I'm looking for advice on a better (faster) way to approach this. My problem is that as you increase the length of the "hosts" list the program takes exponentially longer to complete, and if "hosts" is long enough it takes so long for the program to complete that it seems to just lock up.
- "hosts" is a list of lists that contains tens of thousands of items. When iterating through "hosts" i[0] will always be an IP address, i[4] will always be a 5 digit number, and i[7] will always be a multi-line string.
- "searchPatterns" is a list of lists read in from a CSV file where elements i[0] through i[3] are regex search patterns (or the string "SKIP") and i[6] is a unique string used to identify a pattern match.
My current approach is to use the regex patterns from the CSV file to search through every multi-line list item contained in the "hosts" i[7] element. There are 100's of possible matches, and I need to identify all matches associated with each IP address and assign the unique string from the CSV file to identify all pattern matches. Finally, I need to put that information into the "fullMatchList" to use later.

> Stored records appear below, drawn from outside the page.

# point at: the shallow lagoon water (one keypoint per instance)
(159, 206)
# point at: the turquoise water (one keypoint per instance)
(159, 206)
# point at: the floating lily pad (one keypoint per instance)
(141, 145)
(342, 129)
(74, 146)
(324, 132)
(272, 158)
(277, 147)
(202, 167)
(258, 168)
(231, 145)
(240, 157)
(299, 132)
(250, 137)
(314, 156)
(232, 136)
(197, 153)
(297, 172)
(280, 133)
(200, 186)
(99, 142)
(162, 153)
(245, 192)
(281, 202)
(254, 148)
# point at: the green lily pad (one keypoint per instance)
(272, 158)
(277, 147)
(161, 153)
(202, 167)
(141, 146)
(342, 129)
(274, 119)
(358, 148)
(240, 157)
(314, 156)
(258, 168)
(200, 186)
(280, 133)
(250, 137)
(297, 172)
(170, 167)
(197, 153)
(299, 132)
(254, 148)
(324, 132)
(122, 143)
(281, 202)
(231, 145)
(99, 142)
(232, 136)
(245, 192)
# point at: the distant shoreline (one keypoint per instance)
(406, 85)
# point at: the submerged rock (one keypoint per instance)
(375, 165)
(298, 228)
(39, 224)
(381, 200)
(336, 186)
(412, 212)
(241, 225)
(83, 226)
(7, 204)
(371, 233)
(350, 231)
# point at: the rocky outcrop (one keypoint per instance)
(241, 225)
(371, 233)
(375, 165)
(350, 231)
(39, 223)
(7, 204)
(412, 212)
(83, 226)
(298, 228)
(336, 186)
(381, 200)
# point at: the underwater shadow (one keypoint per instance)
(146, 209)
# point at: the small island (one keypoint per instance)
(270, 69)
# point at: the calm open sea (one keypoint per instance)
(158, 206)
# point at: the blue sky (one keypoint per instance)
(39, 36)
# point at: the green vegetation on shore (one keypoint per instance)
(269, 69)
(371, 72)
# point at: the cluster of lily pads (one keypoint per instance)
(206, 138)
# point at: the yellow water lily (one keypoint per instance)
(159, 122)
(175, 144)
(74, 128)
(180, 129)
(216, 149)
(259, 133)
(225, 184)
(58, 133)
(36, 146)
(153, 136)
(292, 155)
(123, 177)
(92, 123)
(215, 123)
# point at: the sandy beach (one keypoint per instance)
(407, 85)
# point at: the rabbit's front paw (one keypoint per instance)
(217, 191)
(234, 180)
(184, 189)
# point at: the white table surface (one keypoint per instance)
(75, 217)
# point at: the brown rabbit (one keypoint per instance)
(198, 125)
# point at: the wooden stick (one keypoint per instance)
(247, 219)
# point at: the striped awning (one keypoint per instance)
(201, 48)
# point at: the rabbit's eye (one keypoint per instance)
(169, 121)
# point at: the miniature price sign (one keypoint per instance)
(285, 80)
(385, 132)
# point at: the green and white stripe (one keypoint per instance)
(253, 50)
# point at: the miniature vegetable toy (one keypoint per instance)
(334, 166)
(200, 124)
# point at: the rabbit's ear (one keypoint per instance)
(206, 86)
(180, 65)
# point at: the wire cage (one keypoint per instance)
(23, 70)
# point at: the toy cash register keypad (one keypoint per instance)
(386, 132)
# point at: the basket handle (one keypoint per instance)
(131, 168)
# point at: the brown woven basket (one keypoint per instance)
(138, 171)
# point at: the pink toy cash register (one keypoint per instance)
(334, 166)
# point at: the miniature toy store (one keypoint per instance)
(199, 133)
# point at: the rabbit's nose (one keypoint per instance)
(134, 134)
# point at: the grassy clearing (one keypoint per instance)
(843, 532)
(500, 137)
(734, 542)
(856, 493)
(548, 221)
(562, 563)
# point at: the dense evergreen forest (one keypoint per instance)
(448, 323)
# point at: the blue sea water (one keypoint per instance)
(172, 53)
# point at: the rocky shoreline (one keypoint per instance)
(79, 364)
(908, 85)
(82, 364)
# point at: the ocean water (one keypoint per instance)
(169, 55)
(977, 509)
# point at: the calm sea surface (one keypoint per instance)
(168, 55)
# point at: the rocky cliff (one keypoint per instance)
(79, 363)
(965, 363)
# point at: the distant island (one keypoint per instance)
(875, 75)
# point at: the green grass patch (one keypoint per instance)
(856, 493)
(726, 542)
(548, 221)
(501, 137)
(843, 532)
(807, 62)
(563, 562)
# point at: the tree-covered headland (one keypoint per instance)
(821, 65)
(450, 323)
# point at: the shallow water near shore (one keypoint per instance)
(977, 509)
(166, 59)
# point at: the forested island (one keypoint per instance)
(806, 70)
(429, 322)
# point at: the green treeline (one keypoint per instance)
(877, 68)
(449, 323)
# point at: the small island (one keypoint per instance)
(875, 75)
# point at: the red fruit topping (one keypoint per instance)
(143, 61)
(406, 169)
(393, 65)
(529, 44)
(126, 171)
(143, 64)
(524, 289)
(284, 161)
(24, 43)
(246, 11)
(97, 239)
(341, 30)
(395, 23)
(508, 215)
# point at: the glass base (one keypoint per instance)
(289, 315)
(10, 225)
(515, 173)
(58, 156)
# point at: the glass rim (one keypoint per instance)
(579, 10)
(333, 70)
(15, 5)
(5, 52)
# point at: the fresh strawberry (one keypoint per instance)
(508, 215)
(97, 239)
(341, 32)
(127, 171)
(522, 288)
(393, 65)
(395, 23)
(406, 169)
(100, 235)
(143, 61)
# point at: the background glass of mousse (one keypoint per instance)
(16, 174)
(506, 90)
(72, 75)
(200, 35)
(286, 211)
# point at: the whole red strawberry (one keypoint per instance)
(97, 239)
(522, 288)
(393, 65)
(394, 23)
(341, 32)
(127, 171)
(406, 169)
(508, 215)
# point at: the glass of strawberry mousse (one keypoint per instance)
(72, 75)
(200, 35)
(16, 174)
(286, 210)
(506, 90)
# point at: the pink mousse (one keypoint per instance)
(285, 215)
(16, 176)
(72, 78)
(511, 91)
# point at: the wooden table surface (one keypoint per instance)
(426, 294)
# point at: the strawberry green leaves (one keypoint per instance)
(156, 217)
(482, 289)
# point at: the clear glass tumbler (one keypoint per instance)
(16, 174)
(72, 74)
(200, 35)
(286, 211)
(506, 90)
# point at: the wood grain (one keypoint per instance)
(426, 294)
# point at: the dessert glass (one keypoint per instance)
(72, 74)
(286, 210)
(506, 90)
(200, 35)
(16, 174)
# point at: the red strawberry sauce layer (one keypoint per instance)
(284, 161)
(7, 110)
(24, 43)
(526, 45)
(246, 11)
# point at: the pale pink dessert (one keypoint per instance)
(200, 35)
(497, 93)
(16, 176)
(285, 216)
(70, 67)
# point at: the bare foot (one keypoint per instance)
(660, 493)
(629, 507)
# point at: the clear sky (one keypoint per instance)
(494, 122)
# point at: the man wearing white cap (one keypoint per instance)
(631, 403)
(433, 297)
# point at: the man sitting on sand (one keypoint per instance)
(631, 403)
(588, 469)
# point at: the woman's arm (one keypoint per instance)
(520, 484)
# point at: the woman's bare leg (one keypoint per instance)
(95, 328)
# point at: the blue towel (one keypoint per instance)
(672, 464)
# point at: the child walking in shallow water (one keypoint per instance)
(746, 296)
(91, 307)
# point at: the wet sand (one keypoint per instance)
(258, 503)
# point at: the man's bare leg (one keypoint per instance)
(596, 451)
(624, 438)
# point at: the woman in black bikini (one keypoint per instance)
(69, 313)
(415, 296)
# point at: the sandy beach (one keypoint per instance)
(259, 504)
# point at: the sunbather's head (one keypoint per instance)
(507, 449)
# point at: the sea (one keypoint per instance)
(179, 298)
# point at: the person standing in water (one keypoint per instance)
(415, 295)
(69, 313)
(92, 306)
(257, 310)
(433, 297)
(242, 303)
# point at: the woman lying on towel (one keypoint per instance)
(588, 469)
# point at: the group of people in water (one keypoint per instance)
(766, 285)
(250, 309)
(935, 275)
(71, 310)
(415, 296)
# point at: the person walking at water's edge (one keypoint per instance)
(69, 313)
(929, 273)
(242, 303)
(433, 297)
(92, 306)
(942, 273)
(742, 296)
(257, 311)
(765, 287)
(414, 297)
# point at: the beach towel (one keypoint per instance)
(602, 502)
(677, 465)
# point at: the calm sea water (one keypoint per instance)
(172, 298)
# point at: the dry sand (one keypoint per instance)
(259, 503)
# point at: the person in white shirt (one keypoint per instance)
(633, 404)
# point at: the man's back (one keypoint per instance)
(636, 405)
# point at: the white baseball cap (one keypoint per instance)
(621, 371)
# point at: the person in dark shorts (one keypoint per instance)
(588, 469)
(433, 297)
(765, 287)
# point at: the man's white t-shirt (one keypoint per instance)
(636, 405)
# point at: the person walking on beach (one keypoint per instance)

NOTE: Even though each list item in "searchPatterns" has up to 4 patterns, I only need it to identify the first pattern found and then it can move on to the next list item to continue finding matches for that IP.
for i in hosts:
if i[4] == "13579" or i[4] == "24680":
for j in searchPatterns:
for k in range(4):
if j[k] == "SKIP":
continue
else:
match = re.search(r'%s' % j[k], i[7], flags=re.DOTALL)
if match is not None:
if tempIP == "":
tempIP = i[0]
matchListPerIP.append(j[4])
elif tempIP == i[0]:
matchListPerIP.append(j[4])
elif tempIP != i[0]:
fullMatchList.append([tempIP, matchListPerIP])
tempIP = i[0]
matchListPerIP = []
matchListPerIP.append(j[4])
break
fullMatchList.append([tempIP, matchListPerIP])
Here's an example regex search pattern from the CSV file:
(?!(.*?)\br2\b)cpe:/o:microsoft:windows_server_2008:
That pattern is intended to identify Windows Server 2008, and includes a negative lookahead to avoid matching the R2 edition.
I'm new to Python so any advice is appreciated! Thank you!